To which Anderson, a 6-foot-4 junior-college transfer playing the four-spot this season, will invariably reply: “Yes, coach. I got you.”
The offensive end is the only part of Anderson’s game that lacks aggressiveness. He is otherwise UW’s most tenacious player, crashing the boards and crashing into opponents often taller and heavier than him, efforts that help compensate for the fact that UW’s starting lineup includes only one player taller than 6-5.
Anderson, a native of Hartford, Conn., will remind you, bluntly, that defending bigger players is no big deal.

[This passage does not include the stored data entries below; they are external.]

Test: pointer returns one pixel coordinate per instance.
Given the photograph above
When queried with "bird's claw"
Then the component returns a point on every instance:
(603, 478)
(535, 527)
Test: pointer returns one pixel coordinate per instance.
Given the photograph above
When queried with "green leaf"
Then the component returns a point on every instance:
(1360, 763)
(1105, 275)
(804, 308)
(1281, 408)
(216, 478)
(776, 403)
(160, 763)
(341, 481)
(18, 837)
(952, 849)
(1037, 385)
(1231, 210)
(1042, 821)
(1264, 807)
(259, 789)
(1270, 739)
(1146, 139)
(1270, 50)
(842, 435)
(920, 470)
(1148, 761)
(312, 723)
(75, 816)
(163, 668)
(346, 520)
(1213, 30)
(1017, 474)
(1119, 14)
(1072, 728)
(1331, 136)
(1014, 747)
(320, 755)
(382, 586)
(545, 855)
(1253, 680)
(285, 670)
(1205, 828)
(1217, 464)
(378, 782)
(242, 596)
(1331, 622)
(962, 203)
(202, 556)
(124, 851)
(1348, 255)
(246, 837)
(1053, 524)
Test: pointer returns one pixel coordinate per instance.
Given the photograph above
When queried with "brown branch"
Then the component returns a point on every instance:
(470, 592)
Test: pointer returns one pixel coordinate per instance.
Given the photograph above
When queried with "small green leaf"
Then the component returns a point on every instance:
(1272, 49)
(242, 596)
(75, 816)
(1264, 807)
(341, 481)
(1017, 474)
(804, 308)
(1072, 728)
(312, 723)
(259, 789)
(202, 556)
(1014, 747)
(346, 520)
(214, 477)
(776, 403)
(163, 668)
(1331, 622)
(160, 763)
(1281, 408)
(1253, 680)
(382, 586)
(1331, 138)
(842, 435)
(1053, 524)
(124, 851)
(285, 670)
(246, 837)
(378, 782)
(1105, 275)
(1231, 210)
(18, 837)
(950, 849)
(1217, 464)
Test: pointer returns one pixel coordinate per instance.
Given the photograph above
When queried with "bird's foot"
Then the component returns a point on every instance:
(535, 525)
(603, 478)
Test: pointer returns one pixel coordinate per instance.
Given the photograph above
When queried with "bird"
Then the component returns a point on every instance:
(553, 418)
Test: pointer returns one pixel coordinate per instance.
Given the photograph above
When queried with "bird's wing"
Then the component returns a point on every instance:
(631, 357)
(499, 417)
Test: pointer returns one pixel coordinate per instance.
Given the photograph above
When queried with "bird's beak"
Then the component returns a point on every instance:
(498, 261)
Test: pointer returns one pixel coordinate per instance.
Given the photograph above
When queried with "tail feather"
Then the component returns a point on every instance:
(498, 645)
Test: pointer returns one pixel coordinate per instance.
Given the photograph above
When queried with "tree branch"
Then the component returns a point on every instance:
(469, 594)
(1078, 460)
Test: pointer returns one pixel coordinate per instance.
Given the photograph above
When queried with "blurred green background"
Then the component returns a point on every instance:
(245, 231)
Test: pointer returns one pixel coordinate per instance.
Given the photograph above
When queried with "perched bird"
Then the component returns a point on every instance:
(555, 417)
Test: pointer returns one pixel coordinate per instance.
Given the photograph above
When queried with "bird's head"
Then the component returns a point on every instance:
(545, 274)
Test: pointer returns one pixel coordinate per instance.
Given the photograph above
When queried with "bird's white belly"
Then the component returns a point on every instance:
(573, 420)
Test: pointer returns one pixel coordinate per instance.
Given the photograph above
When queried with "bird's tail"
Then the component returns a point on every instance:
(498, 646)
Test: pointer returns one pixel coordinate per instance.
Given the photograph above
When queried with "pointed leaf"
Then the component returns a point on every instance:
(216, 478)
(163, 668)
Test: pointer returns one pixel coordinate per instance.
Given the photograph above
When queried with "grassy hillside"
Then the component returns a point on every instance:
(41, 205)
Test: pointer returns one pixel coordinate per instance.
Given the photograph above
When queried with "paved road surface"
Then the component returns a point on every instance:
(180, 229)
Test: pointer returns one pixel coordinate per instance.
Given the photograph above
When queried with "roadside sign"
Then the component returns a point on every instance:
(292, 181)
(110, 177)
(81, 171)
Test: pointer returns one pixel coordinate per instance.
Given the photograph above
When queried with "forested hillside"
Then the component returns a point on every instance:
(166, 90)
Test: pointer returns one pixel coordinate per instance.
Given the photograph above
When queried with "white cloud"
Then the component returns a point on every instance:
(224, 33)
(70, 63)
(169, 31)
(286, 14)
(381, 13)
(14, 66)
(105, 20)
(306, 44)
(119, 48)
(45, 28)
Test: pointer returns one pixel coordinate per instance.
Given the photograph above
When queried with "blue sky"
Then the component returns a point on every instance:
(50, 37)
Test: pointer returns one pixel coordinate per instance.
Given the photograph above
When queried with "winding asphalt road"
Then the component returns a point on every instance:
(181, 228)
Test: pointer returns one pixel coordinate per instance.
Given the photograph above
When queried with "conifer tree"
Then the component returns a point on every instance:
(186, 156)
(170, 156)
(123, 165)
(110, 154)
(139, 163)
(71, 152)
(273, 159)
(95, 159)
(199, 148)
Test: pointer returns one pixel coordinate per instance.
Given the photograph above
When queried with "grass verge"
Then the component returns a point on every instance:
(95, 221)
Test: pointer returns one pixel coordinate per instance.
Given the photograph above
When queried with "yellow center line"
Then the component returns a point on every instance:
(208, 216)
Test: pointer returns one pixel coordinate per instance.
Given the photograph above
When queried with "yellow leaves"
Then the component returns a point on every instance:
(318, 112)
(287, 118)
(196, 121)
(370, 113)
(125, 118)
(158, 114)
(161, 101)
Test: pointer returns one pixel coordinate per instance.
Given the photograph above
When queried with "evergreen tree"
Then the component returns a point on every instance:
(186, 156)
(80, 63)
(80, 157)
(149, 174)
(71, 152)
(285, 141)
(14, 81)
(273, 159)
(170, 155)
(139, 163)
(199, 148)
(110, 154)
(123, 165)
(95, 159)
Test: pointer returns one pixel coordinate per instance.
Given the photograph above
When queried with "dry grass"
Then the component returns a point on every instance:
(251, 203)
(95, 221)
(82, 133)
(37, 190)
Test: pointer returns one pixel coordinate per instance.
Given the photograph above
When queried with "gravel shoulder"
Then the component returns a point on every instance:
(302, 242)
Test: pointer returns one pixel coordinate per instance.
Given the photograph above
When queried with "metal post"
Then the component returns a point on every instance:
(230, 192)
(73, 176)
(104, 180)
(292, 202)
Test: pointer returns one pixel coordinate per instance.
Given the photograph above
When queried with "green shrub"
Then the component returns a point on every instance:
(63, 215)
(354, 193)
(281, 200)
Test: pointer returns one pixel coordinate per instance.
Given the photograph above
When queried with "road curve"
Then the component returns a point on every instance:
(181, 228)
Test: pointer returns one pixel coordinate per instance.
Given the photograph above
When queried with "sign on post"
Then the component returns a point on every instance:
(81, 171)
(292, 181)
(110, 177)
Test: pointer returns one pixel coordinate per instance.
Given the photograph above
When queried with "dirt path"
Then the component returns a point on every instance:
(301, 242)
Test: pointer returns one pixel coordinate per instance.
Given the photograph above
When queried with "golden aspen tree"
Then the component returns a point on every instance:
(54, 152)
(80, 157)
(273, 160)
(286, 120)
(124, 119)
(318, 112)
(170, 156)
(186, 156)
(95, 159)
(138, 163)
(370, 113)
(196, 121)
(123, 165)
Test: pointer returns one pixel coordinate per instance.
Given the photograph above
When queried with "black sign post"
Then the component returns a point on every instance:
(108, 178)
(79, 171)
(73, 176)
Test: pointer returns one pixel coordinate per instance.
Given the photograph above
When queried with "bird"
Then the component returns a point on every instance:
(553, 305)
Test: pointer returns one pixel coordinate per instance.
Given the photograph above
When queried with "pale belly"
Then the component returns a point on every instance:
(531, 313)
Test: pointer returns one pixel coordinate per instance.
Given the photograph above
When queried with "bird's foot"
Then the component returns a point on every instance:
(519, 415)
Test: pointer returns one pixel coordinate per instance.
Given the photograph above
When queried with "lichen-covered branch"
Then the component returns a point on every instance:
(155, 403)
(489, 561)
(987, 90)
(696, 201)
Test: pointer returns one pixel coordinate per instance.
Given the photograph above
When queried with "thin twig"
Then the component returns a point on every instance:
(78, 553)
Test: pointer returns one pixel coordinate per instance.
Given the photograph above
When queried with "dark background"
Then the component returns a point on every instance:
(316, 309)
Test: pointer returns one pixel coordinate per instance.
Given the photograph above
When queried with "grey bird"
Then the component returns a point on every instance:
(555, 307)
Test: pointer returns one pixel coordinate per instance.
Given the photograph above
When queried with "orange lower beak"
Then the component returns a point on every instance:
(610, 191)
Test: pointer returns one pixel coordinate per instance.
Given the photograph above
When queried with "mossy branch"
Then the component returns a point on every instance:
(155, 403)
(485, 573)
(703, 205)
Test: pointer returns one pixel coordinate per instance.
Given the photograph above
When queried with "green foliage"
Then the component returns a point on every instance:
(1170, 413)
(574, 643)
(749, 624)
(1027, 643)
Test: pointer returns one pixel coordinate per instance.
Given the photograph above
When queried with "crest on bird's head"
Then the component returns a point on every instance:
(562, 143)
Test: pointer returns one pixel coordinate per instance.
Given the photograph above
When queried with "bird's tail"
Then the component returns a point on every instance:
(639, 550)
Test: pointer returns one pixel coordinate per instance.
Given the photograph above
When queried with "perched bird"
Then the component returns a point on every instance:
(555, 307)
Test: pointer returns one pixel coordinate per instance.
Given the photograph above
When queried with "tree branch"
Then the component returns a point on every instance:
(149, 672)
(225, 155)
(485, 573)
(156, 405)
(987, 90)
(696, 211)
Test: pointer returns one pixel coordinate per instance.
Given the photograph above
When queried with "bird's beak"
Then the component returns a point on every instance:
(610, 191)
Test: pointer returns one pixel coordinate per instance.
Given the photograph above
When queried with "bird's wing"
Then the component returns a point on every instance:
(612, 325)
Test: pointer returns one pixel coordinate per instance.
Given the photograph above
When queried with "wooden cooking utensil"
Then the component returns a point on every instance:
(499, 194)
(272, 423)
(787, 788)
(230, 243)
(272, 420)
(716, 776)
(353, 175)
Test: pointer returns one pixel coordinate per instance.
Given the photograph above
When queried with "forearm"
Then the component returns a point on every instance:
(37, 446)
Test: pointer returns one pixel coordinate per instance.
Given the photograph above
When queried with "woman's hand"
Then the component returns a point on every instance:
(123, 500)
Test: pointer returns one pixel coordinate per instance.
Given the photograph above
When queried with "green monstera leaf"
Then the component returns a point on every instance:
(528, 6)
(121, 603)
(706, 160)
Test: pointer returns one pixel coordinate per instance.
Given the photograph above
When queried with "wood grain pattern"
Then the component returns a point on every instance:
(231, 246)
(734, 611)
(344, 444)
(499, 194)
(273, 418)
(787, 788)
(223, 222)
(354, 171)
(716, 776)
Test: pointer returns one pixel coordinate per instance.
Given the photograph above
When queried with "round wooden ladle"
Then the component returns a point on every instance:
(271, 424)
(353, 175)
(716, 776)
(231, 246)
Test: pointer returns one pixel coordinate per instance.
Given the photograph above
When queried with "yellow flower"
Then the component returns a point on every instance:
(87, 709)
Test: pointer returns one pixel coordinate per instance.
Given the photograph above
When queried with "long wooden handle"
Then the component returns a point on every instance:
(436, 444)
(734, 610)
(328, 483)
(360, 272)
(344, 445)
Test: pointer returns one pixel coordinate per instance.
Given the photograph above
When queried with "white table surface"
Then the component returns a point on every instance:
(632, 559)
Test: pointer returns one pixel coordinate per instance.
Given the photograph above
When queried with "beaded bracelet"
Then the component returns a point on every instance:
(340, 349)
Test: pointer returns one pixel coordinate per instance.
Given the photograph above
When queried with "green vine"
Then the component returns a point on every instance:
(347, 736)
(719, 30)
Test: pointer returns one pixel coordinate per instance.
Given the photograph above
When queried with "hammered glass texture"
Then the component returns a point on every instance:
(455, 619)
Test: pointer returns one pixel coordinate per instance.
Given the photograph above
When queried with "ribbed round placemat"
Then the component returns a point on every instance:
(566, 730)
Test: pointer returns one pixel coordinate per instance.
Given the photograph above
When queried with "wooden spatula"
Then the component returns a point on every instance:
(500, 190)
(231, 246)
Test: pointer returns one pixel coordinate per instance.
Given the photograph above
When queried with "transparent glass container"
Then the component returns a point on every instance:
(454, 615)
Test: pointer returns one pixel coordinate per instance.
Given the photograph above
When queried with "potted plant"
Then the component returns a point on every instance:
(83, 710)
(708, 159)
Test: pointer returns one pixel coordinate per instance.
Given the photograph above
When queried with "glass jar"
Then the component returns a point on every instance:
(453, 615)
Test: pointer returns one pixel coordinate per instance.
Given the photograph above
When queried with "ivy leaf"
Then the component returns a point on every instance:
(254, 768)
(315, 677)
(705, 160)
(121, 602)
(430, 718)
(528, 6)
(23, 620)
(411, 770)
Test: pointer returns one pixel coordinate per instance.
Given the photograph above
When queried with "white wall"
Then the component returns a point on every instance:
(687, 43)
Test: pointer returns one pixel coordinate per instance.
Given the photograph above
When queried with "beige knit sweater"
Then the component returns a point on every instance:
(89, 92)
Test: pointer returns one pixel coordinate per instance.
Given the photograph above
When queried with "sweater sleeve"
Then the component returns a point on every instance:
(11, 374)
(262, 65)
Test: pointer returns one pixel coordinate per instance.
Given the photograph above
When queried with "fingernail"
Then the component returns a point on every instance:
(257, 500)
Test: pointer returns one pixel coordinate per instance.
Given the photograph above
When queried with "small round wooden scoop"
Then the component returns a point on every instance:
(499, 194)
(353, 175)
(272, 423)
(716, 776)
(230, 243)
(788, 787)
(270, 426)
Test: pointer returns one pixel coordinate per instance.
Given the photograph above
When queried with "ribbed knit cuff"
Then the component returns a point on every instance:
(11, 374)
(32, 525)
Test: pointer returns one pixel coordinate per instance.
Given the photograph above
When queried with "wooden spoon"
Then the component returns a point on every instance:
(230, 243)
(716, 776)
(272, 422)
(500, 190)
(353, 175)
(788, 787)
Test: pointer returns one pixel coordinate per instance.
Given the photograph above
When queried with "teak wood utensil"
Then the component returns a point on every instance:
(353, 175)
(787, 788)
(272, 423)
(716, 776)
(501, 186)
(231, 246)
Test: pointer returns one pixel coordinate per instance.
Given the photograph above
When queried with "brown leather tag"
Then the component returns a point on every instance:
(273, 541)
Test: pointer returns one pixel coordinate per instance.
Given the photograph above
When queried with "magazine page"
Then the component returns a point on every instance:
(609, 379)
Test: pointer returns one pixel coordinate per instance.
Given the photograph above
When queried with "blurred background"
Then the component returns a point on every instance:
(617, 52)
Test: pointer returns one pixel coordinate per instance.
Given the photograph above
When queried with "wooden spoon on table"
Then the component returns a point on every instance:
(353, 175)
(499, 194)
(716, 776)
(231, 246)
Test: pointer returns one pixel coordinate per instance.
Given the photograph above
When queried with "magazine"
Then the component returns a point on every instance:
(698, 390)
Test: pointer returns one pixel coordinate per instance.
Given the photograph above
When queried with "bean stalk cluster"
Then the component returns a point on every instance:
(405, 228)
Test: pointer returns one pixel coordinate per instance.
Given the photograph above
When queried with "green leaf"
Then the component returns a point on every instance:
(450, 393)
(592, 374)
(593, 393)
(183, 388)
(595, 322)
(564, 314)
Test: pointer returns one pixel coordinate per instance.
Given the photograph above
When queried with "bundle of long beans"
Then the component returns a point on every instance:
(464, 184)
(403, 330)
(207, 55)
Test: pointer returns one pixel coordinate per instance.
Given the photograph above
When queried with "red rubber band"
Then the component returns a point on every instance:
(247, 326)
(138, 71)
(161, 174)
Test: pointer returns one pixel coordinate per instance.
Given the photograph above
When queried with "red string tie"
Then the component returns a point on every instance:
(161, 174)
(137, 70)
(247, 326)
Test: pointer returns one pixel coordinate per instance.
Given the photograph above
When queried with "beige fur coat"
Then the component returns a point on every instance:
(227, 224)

“I played against jail-ball players before, so it doesn’t really matter,” Anderson said after UW’s practice Friday at Maples, site of tonight’s Pac-12 game against Stanford (11-5, 2-2 Pac-12). “Jail-ball players. Dudes that have been to jail. Concrete. All that. Playground. It doesn’t matter to me.”
What does matter, though, at least to Romar, is that Anderson doesn’t quite attack the rim the same way he attacks opposing ball-handlers. He’s an adept 3-point shooter and more than adequate off the dribble. But he’d prefer to set up his teammates. After averaging double-figures through part of the non-conference season, his scoring average has dipped to 6.8 points per game (that’s in addition to his average of 6.7 rebounds).
Anderson finished with a double-digit scoring output in six of UW’s first 11 games, highlighted by a 19-point, 16-rebound performance in an overtime victory over Long Beach State.
But in five Pac-12 games, he’s scored a total of 14 points, with a single-game high of five.
“I’ve just got to be more aggressive,” he said. “I’m an aggressive player, but I just like to pass the ball. That’s just me.”
Romar frequently praises Anderson as an essential component to UW’s victories. Even in an 82-56 defeat at California on Wednesday, Anderson led the team with eight rebounds. But if he can score at the same rate he did during non-conference play, the Huskies (11-7, 3-2) will be that much better.
The mismatches work both ways: Anderson might have to guard bigger players, but that often means those big dudes have to guard him, too. Romar wants him to use his quickness to take advantage.
“Mike is unselfish to a fault at times, and we have to continue to tell him to be more aggressive, and he’s starting to do that now,” Romar said. “That makes us a better team.”
Nigel Williams-Goss, UW’s freshman point guard, said “sometimes it’s a disadvantage to us defensively because teams are a little bit bigger than us. But offensively, you want to be able to take advantage of our smaller guys, where a big is guarding him. Mike has really good skills with his ball-handling skills and his finishing at the basket, so we just kind of urge him to be as aggressive as possible.”
And that’s likely the only thing they’d like him to change about his game.
“I just feel like once I’m playing and talking and giving everybody energy, they feed off my energy,” Anderson said. When that happens, “I just feel like we’ll get that win.”